There are other helicases that have inspired machine analogies:

The torque wrench that repairs DNA

The train engine that exposes a broken section of track

The oscillator that pulls bacteriophage DNA strands apart like a rotary engine

The jackhammer zipper that opens up double-stranded RNA

What's fundamentally important for philosophy of biology is that these really are machines. They may not look like man-made machines, but they fit the definition. They use energy to perform work in a highly detailed and specific manner. These are not your normal chemical reactions, where molecules simply bump into each other and exchange electrons. These machines have precise shapes with moving parts. They operate on other structures. And most importantly, their parts and functions are dictated by coded instructions. It's phenomenal that those instructions code for the creation of machines that come back to work on the coded instructions, making sure they are intact and error-free. How cool is that?

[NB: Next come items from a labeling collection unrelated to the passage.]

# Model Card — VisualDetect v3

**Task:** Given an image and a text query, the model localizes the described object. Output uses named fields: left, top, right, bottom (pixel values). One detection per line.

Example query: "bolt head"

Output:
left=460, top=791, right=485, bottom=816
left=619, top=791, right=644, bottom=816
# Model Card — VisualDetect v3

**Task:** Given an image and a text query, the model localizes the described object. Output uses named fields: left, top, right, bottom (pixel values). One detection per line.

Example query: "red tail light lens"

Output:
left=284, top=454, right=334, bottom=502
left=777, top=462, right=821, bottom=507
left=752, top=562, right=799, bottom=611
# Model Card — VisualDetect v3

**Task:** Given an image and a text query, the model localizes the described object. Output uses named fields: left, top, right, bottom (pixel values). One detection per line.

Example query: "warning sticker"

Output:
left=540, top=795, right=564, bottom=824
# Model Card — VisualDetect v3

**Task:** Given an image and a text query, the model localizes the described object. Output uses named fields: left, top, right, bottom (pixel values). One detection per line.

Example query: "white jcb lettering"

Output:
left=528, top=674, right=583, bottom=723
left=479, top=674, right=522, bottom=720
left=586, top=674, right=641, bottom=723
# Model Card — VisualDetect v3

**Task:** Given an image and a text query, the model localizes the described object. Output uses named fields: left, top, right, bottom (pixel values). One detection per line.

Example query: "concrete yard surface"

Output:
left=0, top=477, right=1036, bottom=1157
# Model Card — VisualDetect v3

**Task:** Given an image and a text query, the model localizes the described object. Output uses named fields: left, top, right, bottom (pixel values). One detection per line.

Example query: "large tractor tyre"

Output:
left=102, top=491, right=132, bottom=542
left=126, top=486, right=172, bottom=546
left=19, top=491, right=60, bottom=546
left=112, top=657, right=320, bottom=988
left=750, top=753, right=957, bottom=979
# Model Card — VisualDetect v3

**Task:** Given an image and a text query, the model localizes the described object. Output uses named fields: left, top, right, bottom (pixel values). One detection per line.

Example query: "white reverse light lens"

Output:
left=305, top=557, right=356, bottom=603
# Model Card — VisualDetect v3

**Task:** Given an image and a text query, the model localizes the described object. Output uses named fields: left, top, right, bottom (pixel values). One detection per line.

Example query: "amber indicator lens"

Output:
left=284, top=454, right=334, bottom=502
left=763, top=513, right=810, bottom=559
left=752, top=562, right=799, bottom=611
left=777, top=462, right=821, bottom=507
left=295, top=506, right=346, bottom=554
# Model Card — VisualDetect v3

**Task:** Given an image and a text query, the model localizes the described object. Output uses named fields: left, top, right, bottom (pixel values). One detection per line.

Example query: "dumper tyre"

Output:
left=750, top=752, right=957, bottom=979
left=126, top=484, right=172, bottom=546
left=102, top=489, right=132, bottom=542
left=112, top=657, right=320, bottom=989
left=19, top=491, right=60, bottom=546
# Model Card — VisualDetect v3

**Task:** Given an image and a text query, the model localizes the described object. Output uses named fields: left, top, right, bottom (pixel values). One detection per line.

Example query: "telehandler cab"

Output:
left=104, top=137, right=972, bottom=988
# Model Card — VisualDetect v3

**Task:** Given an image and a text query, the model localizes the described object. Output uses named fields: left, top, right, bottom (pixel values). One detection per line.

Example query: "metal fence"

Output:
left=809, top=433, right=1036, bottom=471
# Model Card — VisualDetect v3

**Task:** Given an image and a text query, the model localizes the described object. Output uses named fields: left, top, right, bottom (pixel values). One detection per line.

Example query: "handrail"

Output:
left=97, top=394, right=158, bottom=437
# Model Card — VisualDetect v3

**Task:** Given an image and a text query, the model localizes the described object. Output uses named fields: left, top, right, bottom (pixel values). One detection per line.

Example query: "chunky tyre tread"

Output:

Think about these machines at work in your own body right now. Somewhere in your brain, a cell is dividing. That cell needs to continue operating while its DNA is being replicated at about 750 bases per second. Multiple CMG helicases have to know where to unzip the DNA without interrupting genes that other machines are transcribing. Machines keep track of what parts are done and what parts remain to be done. Other machines check for errors in the copies. Machines supervise the operation, setting checkpoints that don't let cell division proceed until all requirements are met.


This is all happening while the cell is at work. It's mind-boggling. Could humans duplicate every part of a factory while it is in full operation? Could they duplicate every thread in a suit of clothes while it is being worn? Word pictures fail to capture the complexity of such things. They don't just indicate design; they scream design.